A Stabilized SQP Method: Superlinear Convergence


Regularized and stabilized sequential quadratic programming (SQP) methods are two classes of methods designed to resolve the numerical and theoretical difficulties associated with ill-posed or degenerate nonlinear optimization problems. Recently, a stabilized SQP method has been proposed that allows convergence to points satisfying certain second-order KKT conditions (Report CCoM 13-04, Center for Computational Mathematics , University of California, San Diego, 2013). The method is formulated as a regularized SQP method with an implicit safeguarding strategy based on minimizing a bound-constrained primal-dual augmented Lagrangian. The method involves a flexible line search along a direction formed from the approximate solution of a regularized quadratic programming subproblem and, when one exists, a direction of negative curvature for the primal-dual augmented Lagrangian.

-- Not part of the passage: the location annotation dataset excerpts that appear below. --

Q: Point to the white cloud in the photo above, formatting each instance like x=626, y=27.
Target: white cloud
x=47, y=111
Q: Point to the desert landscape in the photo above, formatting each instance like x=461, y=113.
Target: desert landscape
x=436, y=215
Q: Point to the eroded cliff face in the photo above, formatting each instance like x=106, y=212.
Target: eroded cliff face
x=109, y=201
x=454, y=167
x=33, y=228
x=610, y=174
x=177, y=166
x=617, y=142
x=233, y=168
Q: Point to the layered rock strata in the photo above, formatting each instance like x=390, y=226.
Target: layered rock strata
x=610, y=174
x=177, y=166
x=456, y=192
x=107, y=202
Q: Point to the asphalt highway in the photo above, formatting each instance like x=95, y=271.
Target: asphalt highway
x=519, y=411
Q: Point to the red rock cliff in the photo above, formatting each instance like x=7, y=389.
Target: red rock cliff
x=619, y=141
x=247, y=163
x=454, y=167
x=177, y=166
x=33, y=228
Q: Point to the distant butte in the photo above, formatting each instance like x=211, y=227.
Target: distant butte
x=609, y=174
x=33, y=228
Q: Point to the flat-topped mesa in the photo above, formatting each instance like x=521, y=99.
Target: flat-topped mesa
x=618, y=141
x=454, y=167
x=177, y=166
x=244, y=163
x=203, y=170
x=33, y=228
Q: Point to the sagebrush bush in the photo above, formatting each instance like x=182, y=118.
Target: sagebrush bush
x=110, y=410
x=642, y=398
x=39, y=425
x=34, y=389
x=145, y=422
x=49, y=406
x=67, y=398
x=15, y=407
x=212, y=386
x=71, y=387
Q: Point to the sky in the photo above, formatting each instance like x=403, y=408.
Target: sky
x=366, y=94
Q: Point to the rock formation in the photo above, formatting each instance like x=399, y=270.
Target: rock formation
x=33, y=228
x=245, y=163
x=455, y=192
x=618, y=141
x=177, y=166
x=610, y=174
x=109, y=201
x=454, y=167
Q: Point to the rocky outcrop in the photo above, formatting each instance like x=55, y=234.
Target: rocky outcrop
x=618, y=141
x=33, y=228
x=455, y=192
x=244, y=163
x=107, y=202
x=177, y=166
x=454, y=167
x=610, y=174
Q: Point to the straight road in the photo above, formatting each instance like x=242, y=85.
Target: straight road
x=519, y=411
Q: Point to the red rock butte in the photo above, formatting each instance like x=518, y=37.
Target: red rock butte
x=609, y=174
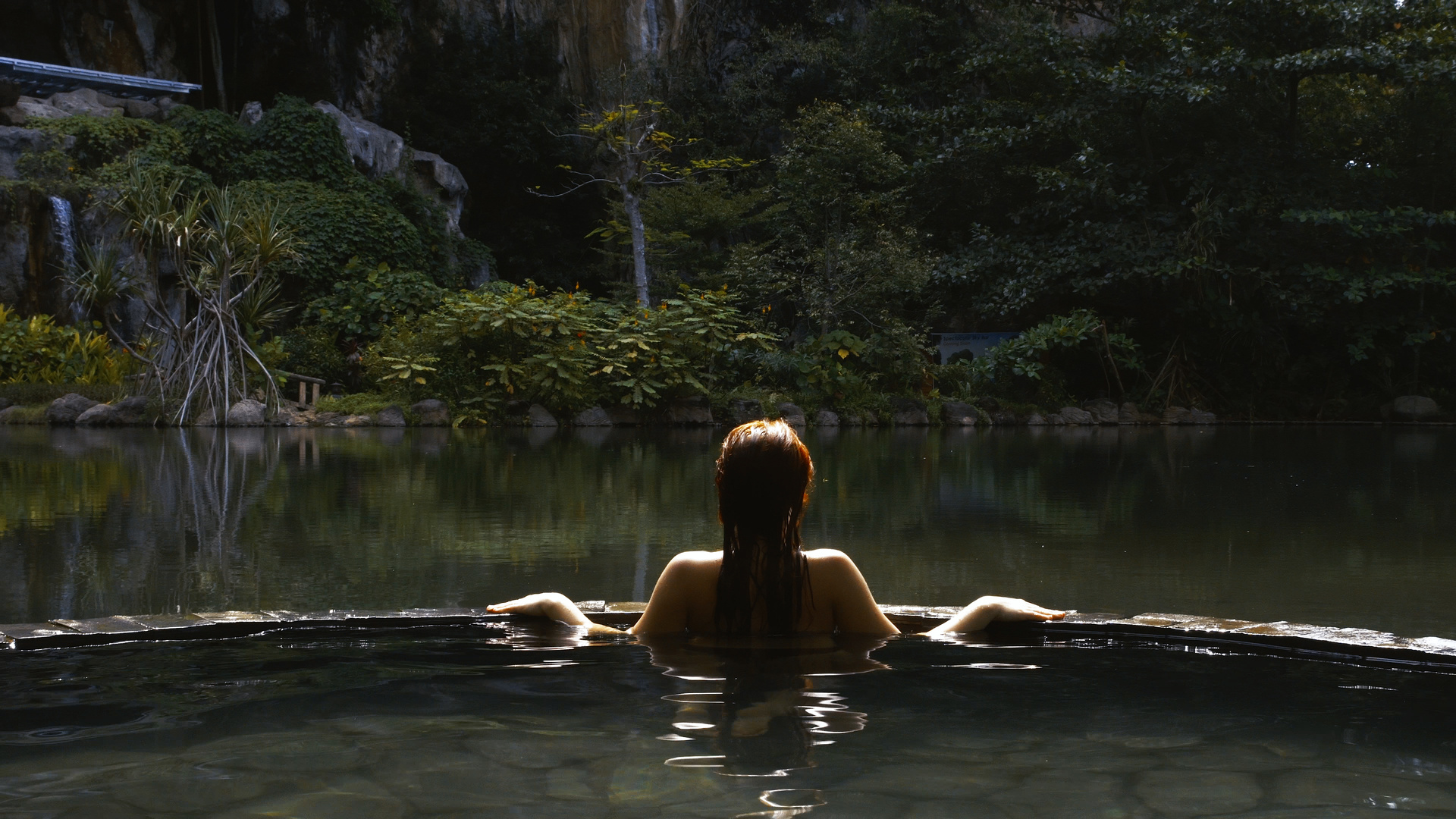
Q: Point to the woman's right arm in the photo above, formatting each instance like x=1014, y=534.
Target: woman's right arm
x=987, y=610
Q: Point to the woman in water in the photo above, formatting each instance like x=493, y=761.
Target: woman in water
x=764, y=582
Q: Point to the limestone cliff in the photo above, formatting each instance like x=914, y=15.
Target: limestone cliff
x=350, y=53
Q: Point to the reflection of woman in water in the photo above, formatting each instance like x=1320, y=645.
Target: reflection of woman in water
x=764, y=582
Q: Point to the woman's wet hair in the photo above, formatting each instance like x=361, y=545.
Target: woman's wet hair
x=764, y=479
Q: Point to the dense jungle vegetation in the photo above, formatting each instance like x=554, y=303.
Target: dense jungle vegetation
x=1245, y=206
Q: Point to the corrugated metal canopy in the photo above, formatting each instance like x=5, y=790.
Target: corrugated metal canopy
x=44, y=79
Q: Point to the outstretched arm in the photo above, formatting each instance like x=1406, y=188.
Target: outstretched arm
x=987, y=610
x=554, y=605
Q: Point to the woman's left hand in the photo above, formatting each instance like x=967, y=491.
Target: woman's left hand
x=546, y=604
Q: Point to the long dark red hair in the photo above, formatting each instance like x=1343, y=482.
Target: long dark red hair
x=764, y=480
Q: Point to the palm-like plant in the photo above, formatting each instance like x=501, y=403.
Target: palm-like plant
x=220, y=246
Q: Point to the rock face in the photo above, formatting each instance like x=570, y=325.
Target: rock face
x=593, y=417
x=1103, y=411
x=431, y=413
x=379, y=152
x=791, y=414
x=64, y=410
x=1074, y=416
x=246, y=413
x=745, y=410
x=128, y=411
x=538, y=416
x=1414, y=409
x=909, y=413
x=957, y=414
x=391, y=416
x=693, y=411
x=15, y=142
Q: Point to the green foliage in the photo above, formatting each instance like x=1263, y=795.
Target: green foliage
x=215, y=143
x=310, y=350
x=1028, y=354
x=335, y=226
x=36, y=350
x=300, y=142
x=840, y=246
x=364, y=302
x=561, y=349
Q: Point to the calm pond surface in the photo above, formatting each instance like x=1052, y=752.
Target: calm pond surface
x=1327, y=525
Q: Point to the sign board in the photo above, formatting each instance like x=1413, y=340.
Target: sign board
x=967, y=346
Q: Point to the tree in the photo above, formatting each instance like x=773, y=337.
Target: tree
x=634, y=150
x=842, y=246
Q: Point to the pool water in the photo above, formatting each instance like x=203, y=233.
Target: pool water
x=1350, y=526
x=525, y=720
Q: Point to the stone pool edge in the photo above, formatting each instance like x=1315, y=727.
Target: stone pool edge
x=1289, y=639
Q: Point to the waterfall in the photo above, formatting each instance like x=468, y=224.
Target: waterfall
x=66, y=235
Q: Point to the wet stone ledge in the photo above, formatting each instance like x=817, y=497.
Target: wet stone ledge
x=1232, y=635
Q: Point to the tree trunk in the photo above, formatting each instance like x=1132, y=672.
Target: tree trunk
x=634, y=207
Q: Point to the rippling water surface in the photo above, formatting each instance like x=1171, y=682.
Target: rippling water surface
x=511, y=720
x=1329, y=525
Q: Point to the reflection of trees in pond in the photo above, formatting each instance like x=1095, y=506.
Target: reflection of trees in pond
x=767, y=708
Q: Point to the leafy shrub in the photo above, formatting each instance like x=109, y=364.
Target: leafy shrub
x=1028, y=356
x=302, y=142
x=561, y=349
x=335, y=226
x=36, y=350
x=312, y=350
x=215, y=143
x=360, y=306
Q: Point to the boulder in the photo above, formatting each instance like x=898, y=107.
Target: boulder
x=246, y=413
x=791, y=414
x=69, y=407
x=18, y=142
x=957, y=414
x=142, y=110
x=909, y=413
x=431, y=413
x=1177, y=416
x=376, y=150
x=1074, y=416
x=85, y=101
x=538, y=416
x=41, y=110
x=1103, y=411
x=1414, y=409
x=695, y=410
x=391, y=416
x=593, y=417
x=745, y=410
x=128, y=411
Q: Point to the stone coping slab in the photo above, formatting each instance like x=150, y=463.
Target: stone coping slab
x=1235, y=635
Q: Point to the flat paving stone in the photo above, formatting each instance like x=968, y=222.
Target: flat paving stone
x=1305, y=789
x=1199, y=793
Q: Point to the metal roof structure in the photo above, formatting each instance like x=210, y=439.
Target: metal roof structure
x=44, y=79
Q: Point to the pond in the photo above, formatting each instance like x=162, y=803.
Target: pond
x=1329, y=525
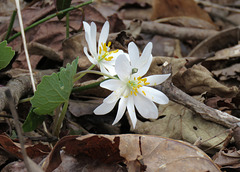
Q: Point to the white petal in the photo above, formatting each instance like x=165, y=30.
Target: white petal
x=131, y=111
x=93, y=38
x=110, y=68
x=145, y=107
x=121, y=109
x=143, y=68
x=147, y=52
x=133, y=53
x=112, y=84
x=87, y=31
x=157, y=79
x=103, y=69
x=104, y=34
x=122, y=67
x=113, y=97
x=104, y=108
x=154, y=95
x=90, y=58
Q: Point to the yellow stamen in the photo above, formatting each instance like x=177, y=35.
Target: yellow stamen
x=146, y=83
x=144, y=93
x=135, y=93
x=105, y=47
x=109, y=58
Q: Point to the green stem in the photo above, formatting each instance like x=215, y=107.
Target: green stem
x=85, y=87
x=60, y=119
x=94, y=72
x=48, y=18
x=81, y=75
x=67, y=25
x=25, y=100
x=11, y=24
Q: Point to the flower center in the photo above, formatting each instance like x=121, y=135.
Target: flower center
x=104, y=52
x=137, y=83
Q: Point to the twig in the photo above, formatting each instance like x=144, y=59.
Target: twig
x=182, y=33
x=208, y=113
x=207, y=3
x=48, y=18
x=20, y=86
x=29, y=164
x=11, y=24
x=25, y=44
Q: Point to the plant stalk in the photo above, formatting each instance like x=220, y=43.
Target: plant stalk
x=48, y=18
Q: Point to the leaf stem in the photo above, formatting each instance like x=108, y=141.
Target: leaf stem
x=11, y=24
x=81, y=75
x=25, y=100
x=84, y=72
x=60, y=119
x=48, y=18
x=67, y=25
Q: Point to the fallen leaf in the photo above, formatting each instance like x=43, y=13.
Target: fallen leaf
x=151, y=153
x=178, y=122
x=198, y=79
x=165, y=8
x=80, y=108
x=13, y=148
x=157, y=62
x=185, y=21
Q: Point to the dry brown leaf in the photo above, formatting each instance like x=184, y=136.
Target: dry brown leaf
x=188, y=22
x=216, y=42
x=165, y=8
x=198, y=79
x=80, y=108
x=227, y=157
x=178, y=122
x=52, y=32
x=151, y=153
x=156, y=66
x=33, y=151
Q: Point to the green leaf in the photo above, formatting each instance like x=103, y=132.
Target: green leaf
x=54, y=90
x=33, y=121
x=62, y=5
x=6, y=54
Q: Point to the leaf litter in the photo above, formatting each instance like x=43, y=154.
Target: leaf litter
x=214, y=80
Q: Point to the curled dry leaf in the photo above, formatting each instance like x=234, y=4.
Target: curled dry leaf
x=13, y=148
x=216, y=42
x=157, y=62
x=177, y=122
x=185, y=21
x=228, y=158
x=151, y=153
x=165, y=8
x=198, y=79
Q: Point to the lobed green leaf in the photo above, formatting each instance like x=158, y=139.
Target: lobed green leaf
x=6, y=54
x=62, y=5
x=54, y=90
x=33, y=121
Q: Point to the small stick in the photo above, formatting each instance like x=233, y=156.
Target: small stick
x=206, y=3
x=25, y=44
x=206, y=112
x=30, y=165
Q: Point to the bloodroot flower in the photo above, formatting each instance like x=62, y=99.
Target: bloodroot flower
x=101, y=55
x=133, y=90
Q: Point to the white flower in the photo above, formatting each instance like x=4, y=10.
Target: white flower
x=133, y=90
x=101, y=57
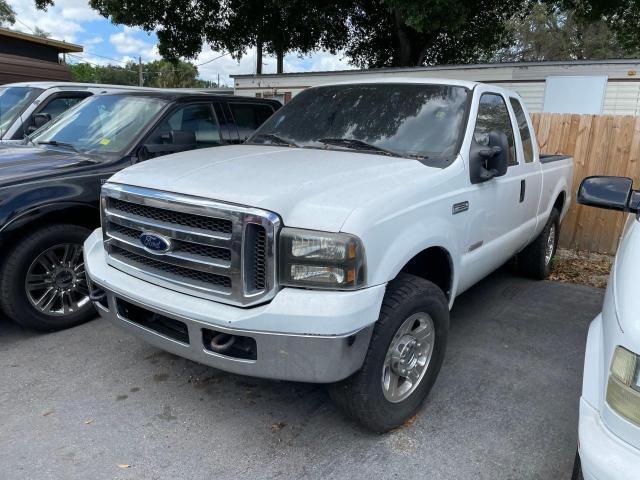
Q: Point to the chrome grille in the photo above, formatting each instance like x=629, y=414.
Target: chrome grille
x=217, y=251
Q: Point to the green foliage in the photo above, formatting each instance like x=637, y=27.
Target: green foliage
x=550, y=33
x=159, y=73
x=379, y=33
x=7, y=14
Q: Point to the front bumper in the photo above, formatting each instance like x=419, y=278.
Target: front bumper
x=603, y=455
x=301, y=335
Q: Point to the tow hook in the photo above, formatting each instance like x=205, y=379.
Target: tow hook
x=221, y=342
x=97, y=295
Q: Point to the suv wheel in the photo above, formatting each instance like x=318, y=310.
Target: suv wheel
x=535, y=260
x=44, y=284
x=404, y=357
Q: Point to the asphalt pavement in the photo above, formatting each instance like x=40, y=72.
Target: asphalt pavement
x=95, y=403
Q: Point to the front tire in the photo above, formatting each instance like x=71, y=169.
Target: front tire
x=404, y=356
x=43, y=284
x=535, y=260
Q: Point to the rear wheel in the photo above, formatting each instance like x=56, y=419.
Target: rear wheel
x=404, y=357
x=43, y=283
x=535, y=260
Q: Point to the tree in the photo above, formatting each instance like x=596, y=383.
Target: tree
x=427, y=32
x=160, y=73
x=621, y=16
x=7, y=14
x=549, y=32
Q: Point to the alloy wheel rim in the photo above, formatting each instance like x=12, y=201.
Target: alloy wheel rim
x=551, y=243
x=408, y=357
x=56, y=282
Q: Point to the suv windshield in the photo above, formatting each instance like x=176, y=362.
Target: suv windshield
x=411, y=120
x=13, y=100
x=103, y=124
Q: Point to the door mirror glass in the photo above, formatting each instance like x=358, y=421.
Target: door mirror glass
x=38, y=120
x=490, y=160
x=611, y=193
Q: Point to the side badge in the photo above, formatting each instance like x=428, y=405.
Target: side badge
x=460, y=207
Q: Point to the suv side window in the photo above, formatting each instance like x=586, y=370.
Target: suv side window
x=249, y=116
x=493, y=115
x=60, y=105
x=196, y=118
x=525, y=133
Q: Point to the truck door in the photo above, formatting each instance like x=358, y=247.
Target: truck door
x=494, y=221
x=528, y=170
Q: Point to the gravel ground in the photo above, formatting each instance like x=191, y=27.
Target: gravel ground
x=95, y=403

With an appropriate choice of termination condition, the method terminates in a finite number of iterations under weak assumptions on the problem functions. Safeguarding becomes relevant only when the iterates are converging to an infeasible stationary point of the norm of the constraint violations. Otherwise, the method terminates with a point that either satisfies the second-order necessary conditions for optimality, or fails to satisfy a weak second-order constraint qualification. The purpose of this paper is to establish the conditions under which this second-order stabilized SQP algorithm is equivalent to the conventional stabilized SQP method. It is shown that the method has superlinear local convergence under assumptions that are no stronger than those required by conventional stabilized SQP methods. The required convergence properties are obtained by allowing a small relaxation of the optimality conditions for the quadratic programming subproblem in the neighborhood of a solution. Numerical results on both degenerate and nondegenerate problems are reported.